Let's take a couple of moments discussing how budget and resource capacity drives the need for a prioritization and selection process for IT project request. Over the years, IT has been viewed as a utility in some hospital environments, even has a logistics group. The problem is that there is simply not a backup generator to switch over for power, when there is an IT event. The response time for your disaster depends several factors. IT is the coordination of multiple pieces parts from the department's workflow to the wireless network. We are in a state of high interdependence.
This level of high interdependence causes simplistic requests at time to have the coordination of several individuals. For example, let's say we have an upgrade to an existing system. One way to do the upgrade is to just apply it to the production environment and hope for the best. Most professionals are now feeling that disconcerting shiver run up and down their spine. The common practice is to do the following.
- Establish a test system which is a mirror of production.
- Apply the upgrade
- Test the upgrade for functionality, integration, data migration, and regression testing.
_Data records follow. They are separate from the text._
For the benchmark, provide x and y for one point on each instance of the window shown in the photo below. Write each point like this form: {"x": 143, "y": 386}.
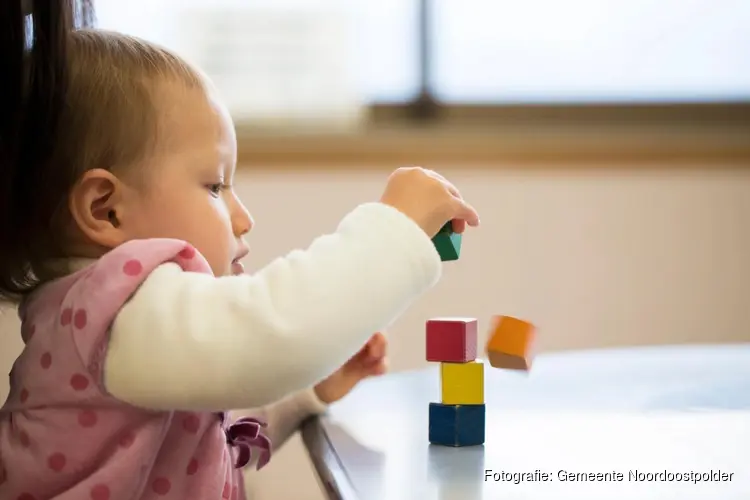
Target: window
{"x": 495, "y": 53}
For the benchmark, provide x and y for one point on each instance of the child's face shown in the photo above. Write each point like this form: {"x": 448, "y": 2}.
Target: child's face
{"x": 188, "y": 192}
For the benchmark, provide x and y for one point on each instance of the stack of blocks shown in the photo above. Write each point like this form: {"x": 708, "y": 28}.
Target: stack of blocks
{"x": 459, "y": 418}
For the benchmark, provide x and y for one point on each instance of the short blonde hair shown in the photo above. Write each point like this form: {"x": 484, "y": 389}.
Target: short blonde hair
{"x": 100, "y": 112}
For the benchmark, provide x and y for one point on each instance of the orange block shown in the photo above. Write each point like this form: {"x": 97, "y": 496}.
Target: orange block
{"x": 510, "y": 344}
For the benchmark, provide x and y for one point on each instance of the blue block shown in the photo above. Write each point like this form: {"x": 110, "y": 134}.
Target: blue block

I'd also recommend load testing.
- Prepare the deployment package for the client deployment.
- Train on new features/functions
- Schedule Deployment
- Support / Resolve Issues
- Move to production support.
Add in a couple of items around procuring and installing equipment, redesigning workflow, and other testing components, and the project has increased in effort and duration. So if you have several departments or expansion, the truth is there aren't enough resources to support all requests. In a hospital setting, the demand for IT services always over exceeds the supply available.
One can definitely reprioritize the work efforts, and focus on the strategic must do activities at the cost of the operational duties. One item becomes lighter, the other item becomes fragile. The fragility equates into unexpected outages or poor service for needed operational support. Needless to say the tightline is tough to walk.
In order to resolve these obstacles, healthcare organizations need to change their tactic in the future. Strategic endeavors should be resourced with people and funding as a part of the investment capital request. Secondly a resource management plan should be in place looking at the current resource utilization, and the upcoming demand. Finally, capital commitments, should include continuing withdrawals when equipment is now at EOL. For example, the OR equipment should look to have an end of life and that a prior capital commitment to bring in the new replacement, versus competing in the capital allocations versus other strategic items. A key to success is establishing programs for the long haul as your key strategic enabler and then continuing to invest within the program as such with equipment and operational support resources as the benefits continue to be realized. Additionally along with the capital governance is the governance of the IT investments decided upon by senior leadership.